For many people all they need to do is quit smoking or drinking for a couple weeks to be able to afford to insulate - and then the cost of the utilities drops so much that they can afford to smoke themselves to death and go on the bender of a lifetime with the money they save on utilities.
Bunch of years ago I saw a documentary on one of the indigenous people of Siberia. Those guys seemed to have written the book on cold-weather survival - as in room-temperature digits below zero F.
One technique I remember was a sort of house-within-a-house where they would put up a tent inside a larger tent and live in that tent. No fire, no fuel, no heat, of course.... Might even have been three tents, one inside the other.
That probably is one advantage, but I was thinking along the lines of how much power would be saved from one portable heater over another type. The radiant heat may be beter for saving money,but wouldn't one have to have it pointed at you and if several in the same room some would be in the cold area ?

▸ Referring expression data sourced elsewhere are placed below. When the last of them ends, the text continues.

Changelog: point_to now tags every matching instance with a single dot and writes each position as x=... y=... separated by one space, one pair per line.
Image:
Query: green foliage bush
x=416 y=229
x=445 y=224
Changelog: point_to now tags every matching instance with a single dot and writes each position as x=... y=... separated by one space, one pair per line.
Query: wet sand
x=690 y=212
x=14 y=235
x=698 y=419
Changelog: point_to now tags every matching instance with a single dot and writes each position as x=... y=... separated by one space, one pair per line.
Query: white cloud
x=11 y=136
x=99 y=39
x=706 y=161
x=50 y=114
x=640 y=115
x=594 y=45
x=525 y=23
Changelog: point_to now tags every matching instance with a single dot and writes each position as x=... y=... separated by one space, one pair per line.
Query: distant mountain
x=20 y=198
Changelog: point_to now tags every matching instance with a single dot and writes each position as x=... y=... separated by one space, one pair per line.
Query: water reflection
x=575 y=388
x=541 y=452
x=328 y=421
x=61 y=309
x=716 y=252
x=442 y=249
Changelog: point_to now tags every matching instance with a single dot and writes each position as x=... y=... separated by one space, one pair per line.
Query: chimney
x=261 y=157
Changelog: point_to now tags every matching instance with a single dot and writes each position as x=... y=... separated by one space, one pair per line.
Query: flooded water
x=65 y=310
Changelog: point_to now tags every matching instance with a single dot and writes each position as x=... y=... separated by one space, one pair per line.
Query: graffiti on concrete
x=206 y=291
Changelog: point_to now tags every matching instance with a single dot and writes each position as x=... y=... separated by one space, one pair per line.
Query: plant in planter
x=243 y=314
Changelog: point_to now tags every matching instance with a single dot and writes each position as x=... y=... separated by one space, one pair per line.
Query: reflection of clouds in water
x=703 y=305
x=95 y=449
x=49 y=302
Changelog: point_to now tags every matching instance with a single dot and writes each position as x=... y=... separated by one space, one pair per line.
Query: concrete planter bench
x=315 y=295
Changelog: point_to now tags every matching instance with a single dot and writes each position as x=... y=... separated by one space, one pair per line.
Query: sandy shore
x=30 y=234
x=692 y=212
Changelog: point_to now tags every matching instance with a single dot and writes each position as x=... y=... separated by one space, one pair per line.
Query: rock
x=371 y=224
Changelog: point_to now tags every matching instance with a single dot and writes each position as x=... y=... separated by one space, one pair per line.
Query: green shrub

When the ceramic "black box" heaters came out, they were supposed to be more fire safe. I don't know how true this is, but the absence of glowing filament seemed good.
Not sure how safe it is, having a couple quarts of heated oil, though.
During power cut 2003, I heard of a Mormon family pitching a tent in the living room, and hunkering in the bunker that way. Must have made some sense, then.
Also heard of folks who nail a blanket over a door way and live in one room.
The Siberian thing is, like groovy and far out. I mean, totaly in tents. (homonym: intense. For those who missed the joke. Which is why I am extensively explaining the joke, for those who didn't yet get it.)
That is some kind of serious cold. Did the little baby grow up to be an eskimo? I figure to be on the computer for another hour or so. And then go to bed and pile on the blankets. This low temp routine does not appeal to me, at all.
The first born survived just fine. That was one of the worst winters. There was an ice storm and it shut down that city. People were getting around by ice skating where they needed to go.
Thanks for the link. Eighty bucks is pricey. But worth it, if it works. As for me, I'd keep my ceramic heater, and use the eighty bucks to buy more electricity.
It was 6 degrees last night, which is unusually low for our area. I covered the greenhouse with a tarp on Saturday afternoon to keep the heat in and it was 57 in there when we woke up this morning. Maybe you could rig a sort of tarp tent over your trailer.